1573, Sept. 4.The bills exhibited and not passed in the last Session remain in the hands of Spilman, clerk of the Parliament. Knows none worthy the calling of a Parliament except that which the Queen said she would be advised of. Parliament is to be called or prorogued, as it shall please her to like or mislike of that bill. Refers to the book sent him (see his letter of Aug. 25). Knows that the Queen and the principal part of the realm know it to be false. “The sum and end of the author's intention is to make us both odious to the prince and people. “The author's allegations being known to both to be untrue, must needs in reason make that light upon him which he seeks to lay upon them. of the rest of the book against the Queen's state and religion, it were well done the Council considered. Wherein he means not to say that which might be said, lest he should seem to deal as a party. These slanders, and many sharp speeches and handlings elsewhere, have been the sum of what has happened to himself. Is determined by God's grace to serve, as long as he is able, as [if] no such thing had happened.—Gorhambury, 4 Sept. 1573.
Seal. 1 p.
154. Pietro Bizari to [Lord Burghley].
1573, Sept. 8.They write from Italy that the Spanish fleet was in readiness and designed for Africa, more particularly as the King of Tunis was reported to have taken the field with a great number of Moorish foot and horse, and anxiously awaited the fleet for aid and provisions. Letters from Spain report that his Catholic Majesty was almost quite recovered; that Ruy Gomez was dead, and would be succeeded by the Duke of Alva or the Grand Commendator. From Lyons we are informed that the King of Poland was expected there the 10th of this month; that he would go by Venice to Ragusa on his way to his dominions, and that he would have the command of the Turkish fleet. At Ziuccavo, in Saxony, there has been a remarkable shooting match for considerable prizes. But you are able to enter into the meaning of this. They look one way and shoot the other. In short, the game consists of two sorts of bows and two sorts of arrows. Among those present were the Landgrave of Hesse, Brandenburg, and other important princes. One Effner of Nuremburg gained the prize. On the 12th ultimo there was a violent storm and flood which has done great damage. From Vienna we learn that the Muscovite has made a truce with the Lithuanians, and that in a battle with the Tartars there fell 60,000 Tartars and 30,000 Muscovites. War has broken out again between the Kings of Sweden and Denmark on account of some ships sent into a port by the King of Denmark; on one side and the other 7,000 were killed. The King of Denmark has taken M. Lausac prisoner, on his way to Poland, sent by the French King, and has hanged some pirates who conducted him thither. It is also stated that another son of the King of Spain was recently born. Desires to be remembered to the Earl of Bedford. — Augsburg, 8 September 1573.

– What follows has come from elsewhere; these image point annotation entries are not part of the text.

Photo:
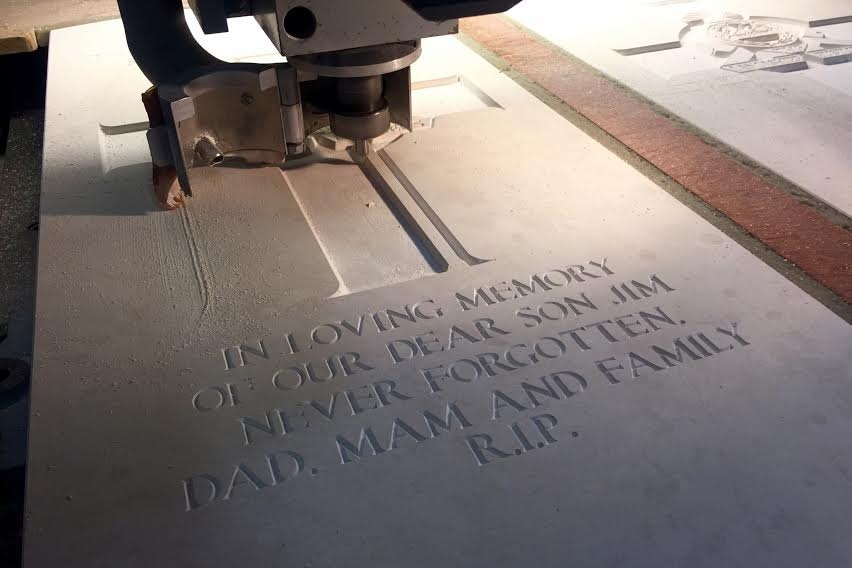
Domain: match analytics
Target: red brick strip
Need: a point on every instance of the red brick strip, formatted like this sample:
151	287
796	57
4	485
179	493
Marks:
795	231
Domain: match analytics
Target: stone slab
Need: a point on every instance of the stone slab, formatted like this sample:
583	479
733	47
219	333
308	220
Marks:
205	394
785	110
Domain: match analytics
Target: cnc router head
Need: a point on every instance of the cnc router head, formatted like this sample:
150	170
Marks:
348	68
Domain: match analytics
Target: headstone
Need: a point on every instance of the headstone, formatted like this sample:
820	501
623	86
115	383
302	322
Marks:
542	359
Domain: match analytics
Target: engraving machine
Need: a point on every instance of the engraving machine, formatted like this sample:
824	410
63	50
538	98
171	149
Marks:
348	68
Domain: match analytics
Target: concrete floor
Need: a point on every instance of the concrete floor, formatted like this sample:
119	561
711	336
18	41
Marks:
21	128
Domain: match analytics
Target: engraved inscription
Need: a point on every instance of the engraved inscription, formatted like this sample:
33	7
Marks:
489	369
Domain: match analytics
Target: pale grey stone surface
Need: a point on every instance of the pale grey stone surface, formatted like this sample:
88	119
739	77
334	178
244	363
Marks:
737	458
791	119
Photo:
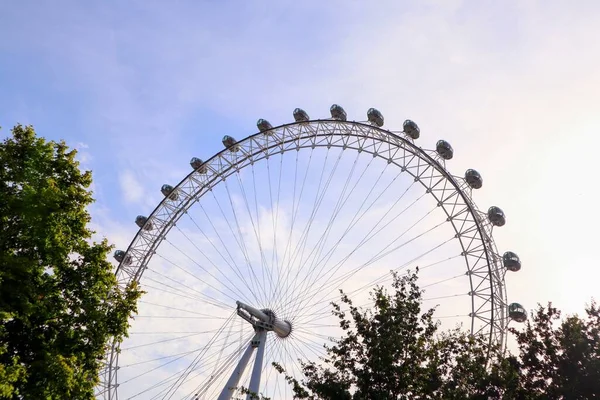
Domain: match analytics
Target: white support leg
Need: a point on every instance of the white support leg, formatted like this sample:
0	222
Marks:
234	379
257	369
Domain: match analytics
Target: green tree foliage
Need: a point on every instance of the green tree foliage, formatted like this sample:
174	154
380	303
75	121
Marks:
59	300
559	359
395	351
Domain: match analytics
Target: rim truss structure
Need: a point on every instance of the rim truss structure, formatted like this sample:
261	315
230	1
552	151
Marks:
472	227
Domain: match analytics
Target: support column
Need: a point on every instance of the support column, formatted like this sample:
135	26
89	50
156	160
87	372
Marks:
257	369
234	379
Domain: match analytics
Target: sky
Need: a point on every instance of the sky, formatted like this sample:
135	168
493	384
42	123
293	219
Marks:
140	87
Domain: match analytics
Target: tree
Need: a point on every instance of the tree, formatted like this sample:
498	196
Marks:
559	359
59	299
394	351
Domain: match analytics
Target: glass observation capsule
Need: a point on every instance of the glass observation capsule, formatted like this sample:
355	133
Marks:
375	117
337	112
264	125
511	261
496	216
444	149
300	115
168	191
198	164
230	143
411	129
122	257
143	223
473	179
517	312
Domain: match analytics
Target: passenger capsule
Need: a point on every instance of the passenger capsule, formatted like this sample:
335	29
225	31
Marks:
375	117
473	179
264	125
300	115
337	112
198	165
122	257
496	216
517	312
444	149
511	261
143	223
411	129
168	191
230	143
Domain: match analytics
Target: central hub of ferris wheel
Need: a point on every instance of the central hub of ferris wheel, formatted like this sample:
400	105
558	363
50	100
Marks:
264	320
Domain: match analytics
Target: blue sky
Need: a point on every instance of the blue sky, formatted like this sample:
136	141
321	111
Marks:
145	86
142	86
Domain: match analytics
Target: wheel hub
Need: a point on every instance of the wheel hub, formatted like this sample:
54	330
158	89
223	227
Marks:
265	320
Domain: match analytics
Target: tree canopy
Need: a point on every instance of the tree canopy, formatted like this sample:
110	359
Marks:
59	299
394	350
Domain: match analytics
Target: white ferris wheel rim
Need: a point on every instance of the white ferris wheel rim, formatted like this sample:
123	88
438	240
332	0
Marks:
483	264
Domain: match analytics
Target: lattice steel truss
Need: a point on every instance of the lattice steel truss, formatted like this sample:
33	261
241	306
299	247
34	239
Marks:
483	264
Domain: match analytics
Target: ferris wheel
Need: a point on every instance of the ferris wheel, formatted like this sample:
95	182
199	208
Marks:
241	259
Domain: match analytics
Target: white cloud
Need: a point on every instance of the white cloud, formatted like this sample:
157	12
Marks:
131	189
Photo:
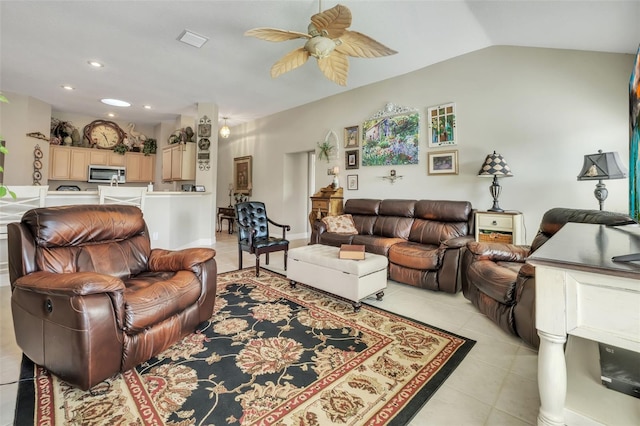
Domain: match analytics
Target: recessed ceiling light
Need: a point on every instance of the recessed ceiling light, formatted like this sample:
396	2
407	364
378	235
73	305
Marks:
115	102
192	39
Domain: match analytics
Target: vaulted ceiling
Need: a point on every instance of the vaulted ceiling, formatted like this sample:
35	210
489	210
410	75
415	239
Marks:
47	44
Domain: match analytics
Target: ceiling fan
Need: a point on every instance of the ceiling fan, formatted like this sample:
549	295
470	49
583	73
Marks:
328	40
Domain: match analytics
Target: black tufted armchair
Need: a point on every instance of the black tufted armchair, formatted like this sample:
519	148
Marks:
253	233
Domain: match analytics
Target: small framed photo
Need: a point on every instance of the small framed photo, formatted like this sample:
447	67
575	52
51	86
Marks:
351	137
442	163
352	182
351	159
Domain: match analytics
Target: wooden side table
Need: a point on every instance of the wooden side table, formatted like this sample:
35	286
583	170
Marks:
500	227
326	202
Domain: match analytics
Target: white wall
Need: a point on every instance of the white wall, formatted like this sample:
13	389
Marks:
542	109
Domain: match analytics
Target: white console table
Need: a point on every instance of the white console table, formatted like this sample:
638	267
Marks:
581	292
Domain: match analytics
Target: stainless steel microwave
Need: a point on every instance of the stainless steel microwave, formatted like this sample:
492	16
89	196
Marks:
105	174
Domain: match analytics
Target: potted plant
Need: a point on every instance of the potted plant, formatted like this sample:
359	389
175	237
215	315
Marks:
4	190
149	146
325	149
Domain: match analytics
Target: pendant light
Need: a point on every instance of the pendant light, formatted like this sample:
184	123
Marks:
224	130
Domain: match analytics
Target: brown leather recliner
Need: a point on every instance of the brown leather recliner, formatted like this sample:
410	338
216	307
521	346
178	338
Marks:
90	298
497	281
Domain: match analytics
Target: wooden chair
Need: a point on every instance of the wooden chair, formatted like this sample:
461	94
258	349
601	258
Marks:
118	195
253	233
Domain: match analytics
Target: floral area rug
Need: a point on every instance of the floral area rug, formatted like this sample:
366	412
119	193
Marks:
270	355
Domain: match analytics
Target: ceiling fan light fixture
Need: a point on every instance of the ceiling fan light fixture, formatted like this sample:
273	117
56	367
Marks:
225	132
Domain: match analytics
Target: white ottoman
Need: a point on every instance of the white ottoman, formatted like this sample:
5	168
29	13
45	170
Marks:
319	267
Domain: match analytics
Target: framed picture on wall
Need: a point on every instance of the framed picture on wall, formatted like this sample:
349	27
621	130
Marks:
242	175
442	163
352	182
351	137
441	120
351	159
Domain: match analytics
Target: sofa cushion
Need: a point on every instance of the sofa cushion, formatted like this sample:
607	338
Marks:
342	224
416	256
498	281
435	232
375	244
393	226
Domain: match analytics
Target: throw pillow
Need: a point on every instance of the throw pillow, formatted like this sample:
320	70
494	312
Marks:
342	224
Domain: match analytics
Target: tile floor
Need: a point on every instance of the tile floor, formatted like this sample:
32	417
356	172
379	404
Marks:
496	384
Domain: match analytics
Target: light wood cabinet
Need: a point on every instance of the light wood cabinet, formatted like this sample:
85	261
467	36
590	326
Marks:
72	163
68	163
139	167
179	162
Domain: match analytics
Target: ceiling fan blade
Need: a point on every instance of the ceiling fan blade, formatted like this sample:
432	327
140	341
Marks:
274	34
335	67
290	61
361	46
334	21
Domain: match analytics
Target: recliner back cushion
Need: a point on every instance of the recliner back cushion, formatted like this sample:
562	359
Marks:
440	220
364	212
394	218
111	240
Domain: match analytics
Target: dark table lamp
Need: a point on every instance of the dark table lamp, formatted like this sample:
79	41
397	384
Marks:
602	166
495	166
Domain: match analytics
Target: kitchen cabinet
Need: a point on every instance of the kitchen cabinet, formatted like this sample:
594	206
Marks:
139	167
68	163
179	162
72	163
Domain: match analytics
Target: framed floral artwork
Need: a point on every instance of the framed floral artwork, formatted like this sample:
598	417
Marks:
242	175
351	137
441	120
352	182
391	136
351	159
442	163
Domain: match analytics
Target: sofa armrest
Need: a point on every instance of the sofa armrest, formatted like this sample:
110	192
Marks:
177	260
70	284
457	242
499	251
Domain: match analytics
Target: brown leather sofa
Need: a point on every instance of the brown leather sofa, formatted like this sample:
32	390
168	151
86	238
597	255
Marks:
422	239
501	285
90	298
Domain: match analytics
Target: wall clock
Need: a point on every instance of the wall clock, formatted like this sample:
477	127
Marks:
105	134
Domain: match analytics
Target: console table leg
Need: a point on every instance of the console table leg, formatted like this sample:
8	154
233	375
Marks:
552	379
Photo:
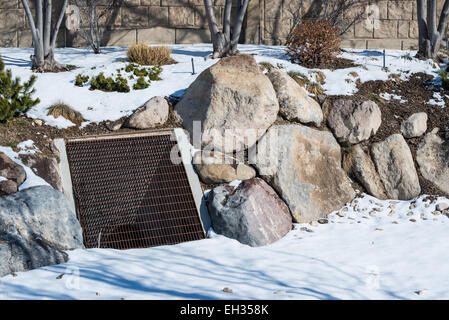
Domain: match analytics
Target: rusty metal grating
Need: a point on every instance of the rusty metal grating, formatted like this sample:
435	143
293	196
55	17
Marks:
129	194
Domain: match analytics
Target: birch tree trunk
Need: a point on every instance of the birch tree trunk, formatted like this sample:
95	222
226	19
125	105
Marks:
44	37
431	31
225	42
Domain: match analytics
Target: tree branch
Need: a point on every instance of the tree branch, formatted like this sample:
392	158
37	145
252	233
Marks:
47	26
212	21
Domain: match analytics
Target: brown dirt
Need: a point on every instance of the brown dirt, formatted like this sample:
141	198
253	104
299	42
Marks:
23	128
394	112
338	63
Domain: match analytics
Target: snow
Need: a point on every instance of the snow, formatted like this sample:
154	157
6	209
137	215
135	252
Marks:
358	256
97	106
389	96
27	147
437	100
32	179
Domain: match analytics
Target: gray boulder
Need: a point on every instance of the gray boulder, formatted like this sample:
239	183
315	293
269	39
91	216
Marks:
219	168
415	125
11	170
251	213
231	105
396	168
44	167
8	187
432	157
294	102
36	225
359	165
353	122
304	166
152	114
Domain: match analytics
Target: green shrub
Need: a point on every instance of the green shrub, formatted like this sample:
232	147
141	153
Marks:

[Postscript.]—The Archduke Ferdinand has gone to stand as godfather to the son of the Archduke Charles.
Italian. 2 pp.
Modern translation of a portion of the preceding.
pp.
155. The Archbishop of Canterbury to Lord Burghley.
1573, Sept. 11.“I return to your Lordship your mad book again; it is so outrageously penned, that malice made him blind: I judge it not worthy an answer: some things were better put up in silence, than much stirred in. Your conscience shall be your testimony to Almighty God. It is no new matter for such as take pains for the good government of the commonwealth to be railed on. In my opinion they be very comfortable words, which be uttered by our Saviour Christ, who once shall be our Judge, Beati estis cum probra jecerint in vos homines, et dixerint omne malum adversum vos, mentientes, et propter me: Gaudete et exultate, &c. sic enim persequuti sunt prophetas qui fuerunt ante vos. In these and like words I (for myself) repose my heart's quietness, beseeching Almighty God with his Holy Spirit to comfort your mind in the blasts of these devilish scorpions. Conscia mens recti famæ mendacia ridet, &c.—From my house at Canterbury this xj of September 1573. Your Lordship's assured in Christ, Matth. Cant.”